Net exports negatively affect Sierra Leone's GDP. According to the World Bank, net exports
made up 20.6% of GDP in 2020. This suggests that Sierra Leone has a heavy dependence on
imports and a trade deficit. The country's exports are mainly made up of agricultural products
like cocoa, coffee, and palm oil. The lack of diversification in the export sector and the low
productivity of the agricultural sector are some of the factors that contribute to the negative
impact of net exports on GDP.

The aim of this study is to comprehensively analyze the impact of net exports and foreign direct
investment on the gross domestic product of Sierra Leone from 2000 to 2021. By examining the
intricate relationships between these variables, the study seeks to shed light on the factors that
have shaped Sierra Leone's economic landscape and identify key drivers of its GDP growth.

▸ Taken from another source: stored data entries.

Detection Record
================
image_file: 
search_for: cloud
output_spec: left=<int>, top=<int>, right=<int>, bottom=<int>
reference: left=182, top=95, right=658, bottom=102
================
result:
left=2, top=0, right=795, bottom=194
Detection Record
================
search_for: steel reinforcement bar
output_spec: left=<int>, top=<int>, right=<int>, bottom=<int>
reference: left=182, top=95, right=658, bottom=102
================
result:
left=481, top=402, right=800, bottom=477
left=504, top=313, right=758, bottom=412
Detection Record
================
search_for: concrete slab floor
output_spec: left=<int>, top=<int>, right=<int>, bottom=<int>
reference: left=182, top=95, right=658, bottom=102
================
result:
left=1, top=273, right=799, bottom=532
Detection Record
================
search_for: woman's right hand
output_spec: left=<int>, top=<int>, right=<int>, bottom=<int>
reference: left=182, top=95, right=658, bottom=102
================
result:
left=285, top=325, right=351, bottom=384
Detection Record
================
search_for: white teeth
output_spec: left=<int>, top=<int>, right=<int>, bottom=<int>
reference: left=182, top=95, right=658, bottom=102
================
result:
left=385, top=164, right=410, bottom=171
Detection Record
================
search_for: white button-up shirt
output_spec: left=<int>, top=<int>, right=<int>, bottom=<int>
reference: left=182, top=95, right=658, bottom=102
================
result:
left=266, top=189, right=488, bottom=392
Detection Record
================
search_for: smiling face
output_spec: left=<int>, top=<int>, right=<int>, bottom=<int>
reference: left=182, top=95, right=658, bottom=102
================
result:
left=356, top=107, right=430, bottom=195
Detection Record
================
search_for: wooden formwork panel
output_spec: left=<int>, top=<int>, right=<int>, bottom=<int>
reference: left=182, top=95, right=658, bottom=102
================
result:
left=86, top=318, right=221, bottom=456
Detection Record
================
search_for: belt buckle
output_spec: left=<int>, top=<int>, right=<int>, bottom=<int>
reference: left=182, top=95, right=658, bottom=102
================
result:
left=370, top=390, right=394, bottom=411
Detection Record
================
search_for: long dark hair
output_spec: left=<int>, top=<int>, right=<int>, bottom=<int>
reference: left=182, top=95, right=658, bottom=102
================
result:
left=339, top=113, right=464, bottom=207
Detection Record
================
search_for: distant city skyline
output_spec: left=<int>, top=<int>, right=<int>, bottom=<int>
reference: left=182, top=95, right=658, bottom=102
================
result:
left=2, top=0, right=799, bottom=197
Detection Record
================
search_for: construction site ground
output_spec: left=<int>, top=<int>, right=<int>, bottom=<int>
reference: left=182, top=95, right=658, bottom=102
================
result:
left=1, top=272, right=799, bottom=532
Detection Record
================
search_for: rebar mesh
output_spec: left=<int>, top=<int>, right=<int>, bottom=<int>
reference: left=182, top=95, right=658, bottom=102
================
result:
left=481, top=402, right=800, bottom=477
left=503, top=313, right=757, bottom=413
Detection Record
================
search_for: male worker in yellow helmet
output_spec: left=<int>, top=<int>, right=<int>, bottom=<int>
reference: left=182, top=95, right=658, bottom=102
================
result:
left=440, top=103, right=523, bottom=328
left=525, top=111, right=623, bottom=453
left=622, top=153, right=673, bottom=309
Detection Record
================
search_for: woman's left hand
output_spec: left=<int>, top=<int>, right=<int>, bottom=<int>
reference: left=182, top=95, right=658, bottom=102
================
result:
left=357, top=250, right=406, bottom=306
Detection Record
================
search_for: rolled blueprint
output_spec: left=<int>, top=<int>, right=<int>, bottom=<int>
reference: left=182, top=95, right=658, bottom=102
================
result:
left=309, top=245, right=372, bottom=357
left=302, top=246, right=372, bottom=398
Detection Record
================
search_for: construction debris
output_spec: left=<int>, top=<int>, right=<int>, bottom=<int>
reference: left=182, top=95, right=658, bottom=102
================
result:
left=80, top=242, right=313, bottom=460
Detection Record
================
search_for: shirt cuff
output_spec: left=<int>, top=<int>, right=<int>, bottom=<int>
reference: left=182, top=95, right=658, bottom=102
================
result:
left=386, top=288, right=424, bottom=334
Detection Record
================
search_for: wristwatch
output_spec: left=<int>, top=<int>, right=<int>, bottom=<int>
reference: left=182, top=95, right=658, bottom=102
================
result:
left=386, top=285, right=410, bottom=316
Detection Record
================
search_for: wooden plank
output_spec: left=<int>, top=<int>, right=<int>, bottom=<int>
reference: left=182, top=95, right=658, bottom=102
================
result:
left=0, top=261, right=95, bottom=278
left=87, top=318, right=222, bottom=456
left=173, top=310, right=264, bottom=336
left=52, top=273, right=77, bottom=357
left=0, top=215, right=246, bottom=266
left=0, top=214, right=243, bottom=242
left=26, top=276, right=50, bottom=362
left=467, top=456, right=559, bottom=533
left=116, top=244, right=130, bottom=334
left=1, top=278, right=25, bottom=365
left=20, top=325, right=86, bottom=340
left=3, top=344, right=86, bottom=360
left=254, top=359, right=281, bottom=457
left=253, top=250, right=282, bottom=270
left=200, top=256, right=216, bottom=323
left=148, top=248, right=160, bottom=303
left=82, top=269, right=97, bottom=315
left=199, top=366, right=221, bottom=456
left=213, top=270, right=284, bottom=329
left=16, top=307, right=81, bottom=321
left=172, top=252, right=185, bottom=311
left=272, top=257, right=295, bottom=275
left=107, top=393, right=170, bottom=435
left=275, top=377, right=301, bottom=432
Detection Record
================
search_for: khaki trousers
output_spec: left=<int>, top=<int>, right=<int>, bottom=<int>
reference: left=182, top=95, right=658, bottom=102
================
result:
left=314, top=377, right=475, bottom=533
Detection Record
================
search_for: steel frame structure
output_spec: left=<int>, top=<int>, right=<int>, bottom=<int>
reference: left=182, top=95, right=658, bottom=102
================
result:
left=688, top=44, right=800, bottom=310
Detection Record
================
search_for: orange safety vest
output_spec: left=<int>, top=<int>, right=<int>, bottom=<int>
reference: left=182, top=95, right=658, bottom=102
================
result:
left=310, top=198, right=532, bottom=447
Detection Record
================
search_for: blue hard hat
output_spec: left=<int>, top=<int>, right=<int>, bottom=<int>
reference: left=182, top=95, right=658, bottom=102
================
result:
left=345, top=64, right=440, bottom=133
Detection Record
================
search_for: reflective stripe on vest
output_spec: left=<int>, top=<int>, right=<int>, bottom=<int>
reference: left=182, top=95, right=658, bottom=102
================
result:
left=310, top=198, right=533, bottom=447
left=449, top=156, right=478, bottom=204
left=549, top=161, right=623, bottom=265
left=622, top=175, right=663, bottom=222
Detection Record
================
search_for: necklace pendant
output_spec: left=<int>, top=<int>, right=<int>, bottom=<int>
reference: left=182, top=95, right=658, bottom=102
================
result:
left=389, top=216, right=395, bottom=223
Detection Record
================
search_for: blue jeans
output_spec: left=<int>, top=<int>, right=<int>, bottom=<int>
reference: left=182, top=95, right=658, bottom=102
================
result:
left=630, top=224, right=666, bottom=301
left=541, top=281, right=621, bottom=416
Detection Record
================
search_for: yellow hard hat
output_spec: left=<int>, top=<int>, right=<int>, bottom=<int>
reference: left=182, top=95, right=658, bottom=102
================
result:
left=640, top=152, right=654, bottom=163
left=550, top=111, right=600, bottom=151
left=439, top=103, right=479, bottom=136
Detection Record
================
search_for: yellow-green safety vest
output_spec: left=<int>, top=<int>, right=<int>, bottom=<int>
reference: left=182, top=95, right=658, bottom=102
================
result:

Furthermore, the objectives of this research include evaluating the impact of net exports and FDI
on Sierra Leone's economic performance, identifying potential challenges or barriers to growth,
and formulating recommendations for the government and investors to enhance the country's
economic prospects.

This study aims to contribute to the existing knowledge on economic development in Sierra
Leone through an in-depth examination of empirical data, statistical analysis, and relevant
theoretical frameworks. By gaining a deeper understanding of the complex interplay between net
exports, foreign direct investment, and gross domestic product, the government, investors, and
researchers can foster strategies and initiatives that promote sustainable growth and economic
prosperity in Sierra Leone and other countries facing similar challenges.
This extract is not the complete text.